Search code examples
pythonnlpgenerator

generator runs only once but why does this generator could run multiple times?


Hi I'm trying to wrap my head around the concept of generator in Python specifically using Spacy.

As far as I understood, generator runs only once. and nlp.pipe(list) returns a generator to use machine effectively.

And the generator worked as I predicted like below.

matches = ['one', 'two', 'three']
docs = nlp.pipe(matches)
type(docs)

for x in docs:
    print(x)
# First iteration, worked
one
two
three

for x in docs:
    print(x)
#   Nothing is printed this time

But strange thing happened when I tried to make a list using the generator

for things in nlp.pipe(example1):
    print(things)

    #First iteration prints things

    a is something
    b is other thing
    c is new thing
    d is extra

for things in nlp.pipe(example1):
    print(things)
    #Second iteration prints things again!

    a is something
    b is other thing
    c is new thing
    d is extra

Why this generator runs infinitely?
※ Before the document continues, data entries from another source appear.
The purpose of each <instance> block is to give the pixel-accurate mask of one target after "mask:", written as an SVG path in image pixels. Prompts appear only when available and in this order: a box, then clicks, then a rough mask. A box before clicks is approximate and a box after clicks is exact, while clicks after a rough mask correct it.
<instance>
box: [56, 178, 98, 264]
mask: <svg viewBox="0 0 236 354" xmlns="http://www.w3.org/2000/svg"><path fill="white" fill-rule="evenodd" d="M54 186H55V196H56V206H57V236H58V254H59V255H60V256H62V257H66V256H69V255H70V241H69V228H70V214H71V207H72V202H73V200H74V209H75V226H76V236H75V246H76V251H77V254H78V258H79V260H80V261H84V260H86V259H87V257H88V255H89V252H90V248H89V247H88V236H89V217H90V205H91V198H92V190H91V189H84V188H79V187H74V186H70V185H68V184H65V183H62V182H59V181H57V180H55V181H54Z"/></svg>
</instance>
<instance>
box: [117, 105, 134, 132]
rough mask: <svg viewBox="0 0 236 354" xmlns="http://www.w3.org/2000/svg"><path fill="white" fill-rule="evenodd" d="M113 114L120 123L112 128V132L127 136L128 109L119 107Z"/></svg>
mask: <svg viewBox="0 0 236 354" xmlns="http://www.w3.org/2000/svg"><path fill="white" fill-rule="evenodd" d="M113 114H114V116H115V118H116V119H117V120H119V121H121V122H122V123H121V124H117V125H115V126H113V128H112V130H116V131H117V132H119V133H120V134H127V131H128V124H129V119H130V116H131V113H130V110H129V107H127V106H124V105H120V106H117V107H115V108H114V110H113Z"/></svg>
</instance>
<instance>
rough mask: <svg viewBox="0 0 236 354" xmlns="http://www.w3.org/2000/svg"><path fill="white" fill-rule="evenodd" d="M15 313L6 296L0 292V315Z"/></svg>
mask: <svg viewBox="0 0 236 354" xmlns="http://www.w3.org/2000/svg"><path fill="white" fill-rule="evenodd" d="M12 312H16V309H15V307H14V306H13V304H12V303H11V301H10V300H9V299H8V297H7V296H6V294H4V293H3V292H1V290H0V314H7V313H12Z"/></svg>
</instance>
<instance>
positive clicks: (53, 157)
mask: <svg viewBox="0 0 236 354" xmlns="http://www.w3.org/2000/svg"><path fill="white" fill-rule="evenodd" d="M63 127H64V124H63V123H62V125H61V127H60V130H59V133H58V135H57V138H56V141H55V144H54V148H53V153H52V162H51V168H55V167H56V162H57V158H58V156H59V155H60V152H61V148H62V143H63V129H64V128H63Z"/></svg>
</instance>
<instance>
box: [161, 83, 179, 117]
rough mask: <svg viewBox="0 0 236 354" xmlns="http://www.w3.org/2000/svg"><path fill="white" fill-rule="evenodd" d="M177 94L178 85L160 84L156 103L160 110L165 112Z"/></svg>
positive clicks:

I tried several times and it seems like it runs infinitely.

Thank you


Solution

  • I think you're confused because the term "generator" can be used to mean two different things in Python.

    The first thing it can mean is a "generator object" which kind of iterator. The docs variable you created in your first example is a reference to one of these. A generator object can only be iterated once, after that it's exhausted and you'll need to create another one if you want to do more iteration.

    The other thing "generator" can mean is a "generator function". A generator function is a function that returns a generator object when you call it. Indeed, the term "generator" is sometimes sloppily used for functions that return iterators generally, even when that's not technically correct. A real generator function is implemented using the yield keyword, but from the caller's perspective, it doesn't really matter how the function is implemented, just that it returns some kind of iterator.

    I don't know anything about the library you're using, but it seems like nlp.pipe returns an iterator, so in at least the loosest sense (at least) it can be called a generator function. The iterator it returns is (presumably) the generator object.

    Generator objects are single-use, like all iterators are supposed to be. Generator functions on the other hand, can be called as many times as you find appropriate (some might have side effects). Each time you call the generator function, you'll get a new generator object. This is why your second code block works, as you're calling nlp.pipe once for each loop, rather than iterating on the same iterator for both loops.